Insect brain mapping completed, a breakthrough for neuroscience

Insect brain mapping completed, a breakthrough for neuroscience

Brains are networks of interconnected neurons, and all brains of all species have to perform complex behaviors, such as navigating their environment, choosing food, or escaping predators. Now, a scientific team has succeeded in complete the first insect brain map.

This representation of the neural wiring of the brain of a fruit fly larva is, according to those responsible for it, a “landmark achievement” for neuroscience, which brings scientists closer to “true understanding” of the mechanism of thought.It opens the door to future brain research and will inspire new machine learning architectures. It is the largest complete brain connectome – diagram of neural connections – described to date. Details are published in the journal Science.

Behind this laborious research that lasted 12 years is a team from Johns Hopkins University (USA) and Cambridge (UK). “If we want to understand who we are and how we think, part of it is to understand the mechanism of thought,” says Joshua T. Vogelstein of Johns Hopkins, for whom the key lies in knowing how neurons are connected to each other.

The first attempt to map a brain-a 14-year study of the roundworm begun in the 1970s-resulted in a partial map and a Nobel Prize. Since then, partial connectomes have been mapped in many systems.including flies, mice, and even humans, but these reconstructions often represent only a small fraction of the total brain, explains Johns Hopkins. Only complete connectomes have been generated for several small species with a few hundred to a few thousand neurons: roundworm, ascidian larvae, and marine annelid larvae.

Images of a brain.

“This means that neuroscience has for the most part worked without circuit maps,” summarizes Marta Zlatic of the British university. “Without knowing the structure of a brain, we are guessing how computations are implemented, but now we can begin to understand mechanistically how the brain works,” she explains. Today’s technology, she adds, is not yet advanced enough to map the connectome of higher animals such as large mammals.

However, “all brains are similar -they are networks of interconnected neurons- and all brains of all species have to perform many complex behaviors: processing sensory information, learning, selecting actions, navigating their environment, choosing food, recognizing conspecifics, or escaping from predators.”

More than 3,000 neurons

The connectome of the fruit fly brood, Drosophila melanogasteris the most complete and extensive map of the insect brain. It includes 3,016 neurons and all the connections between them: 548,000.. Imaging alone took approximately one day per neuron.

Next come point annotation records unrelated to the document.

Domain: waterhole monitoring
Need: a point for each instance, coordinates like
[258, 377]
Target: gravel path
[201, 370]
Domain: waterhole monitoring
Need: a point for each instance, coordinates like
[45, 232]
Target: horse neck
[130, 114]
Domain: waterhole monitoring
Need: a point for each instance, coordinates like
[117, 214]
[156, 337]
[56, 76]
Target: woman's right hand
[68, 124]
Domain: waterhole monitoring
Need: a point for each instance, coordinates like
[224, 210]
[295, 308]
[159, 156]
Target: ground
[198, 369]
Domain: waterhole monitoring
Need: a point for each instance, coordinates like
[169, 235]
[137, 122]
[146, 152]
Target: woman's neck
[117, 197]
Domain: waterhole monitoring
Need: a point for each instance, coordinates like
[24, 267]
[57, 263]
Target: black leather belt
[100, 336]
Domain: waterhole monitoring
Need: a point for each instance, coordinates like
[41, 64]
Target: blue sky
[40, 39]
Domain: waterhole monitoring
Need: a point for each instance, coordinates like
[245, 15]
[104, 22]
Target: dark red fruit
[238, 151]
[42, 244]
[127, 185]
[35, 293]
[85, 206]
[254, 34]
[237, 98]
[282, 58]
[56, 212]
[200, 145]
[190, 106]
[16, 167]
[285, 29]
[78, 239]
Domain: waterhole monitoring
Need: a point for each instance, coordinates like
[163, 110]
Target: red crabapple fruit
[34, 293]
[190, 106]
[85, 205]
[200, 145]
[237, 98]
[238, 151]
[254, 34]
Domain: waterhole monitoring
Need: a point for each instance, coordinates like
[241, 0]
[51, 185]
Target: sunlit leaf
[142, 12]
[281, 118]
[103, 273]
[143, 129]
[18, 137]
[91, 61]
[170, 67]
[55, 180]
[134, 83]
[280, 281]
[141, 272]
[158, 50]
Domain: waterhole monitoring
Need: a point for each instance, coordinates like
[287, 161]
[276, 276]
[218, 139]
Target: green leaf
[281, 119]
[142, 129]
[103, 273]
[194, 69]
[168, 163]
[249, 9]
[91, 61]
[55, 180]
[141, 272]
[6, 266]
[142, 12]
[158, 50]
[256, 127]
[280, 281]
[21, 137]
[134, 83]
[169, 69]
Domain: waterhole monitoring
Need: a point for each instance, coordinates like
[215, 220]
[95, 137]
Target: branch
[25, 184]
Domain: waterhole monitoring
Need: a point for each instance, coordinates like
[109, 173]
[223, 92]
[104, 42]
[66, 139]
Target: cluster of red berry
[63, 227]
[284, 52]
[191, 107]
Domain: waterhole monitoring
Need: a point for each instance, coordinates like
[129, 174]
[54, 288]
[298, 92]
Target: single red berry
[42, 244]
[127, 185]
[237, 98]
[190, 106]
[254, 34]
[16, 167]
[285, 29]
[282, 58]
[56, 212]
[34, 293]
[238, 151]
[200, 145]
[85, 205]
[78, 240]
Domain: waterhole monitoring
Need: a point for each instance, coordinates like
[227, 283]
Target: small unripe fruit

To obtain a complete cellular-level image of a brain requires dividing it into hundreds or thousands of individual tissue samples, all of which have to be analyzed with electron microscopes before the laborious process of reconstructing the pieces, neuron by neuron, into a complete and accurate portrait of a brain. The team purposely chose the fruit fly (or vinegar fly) larva because, for an insect, the species shares much of its fundamental biology with humans.including a comparable genetic basis.

What we have learned about the code of the vinegar fly will have implications for the human code

Researchers scanned thousands of slices of the larval brain using a high-resolution electron microscope and reconstructed the resulting images into a map, meticulously noting the connections between neurons. They classified each neuron by the function it performs and discovered, for example, that the most active circuits in the brain were those to and from neurons in the learning center. They also developed computational tools to identify possible information flow pathways and different types of circuits.

The work showed circuit features that were “surprisingly” reminiscent of machine learning architectures, so the team hopes that continued study can Inspire new artificial intelligence systems..

“What we’ve learned about the vinegar fly code will have implications for human code,” Vogelstein says. “That’s what we want to understand: how to write a program that leads to a human brain network.” The methods and codes developed here are available to anyone who attempts to to map an even larger animal brain.

It is estimated that the brain of a mouse is one million times bigger than that of a baby fruit fly, which means that the possibility of mapping it is unlikely in the near future. Still, scientists hope to tackle it, they say, possibly within the next decade.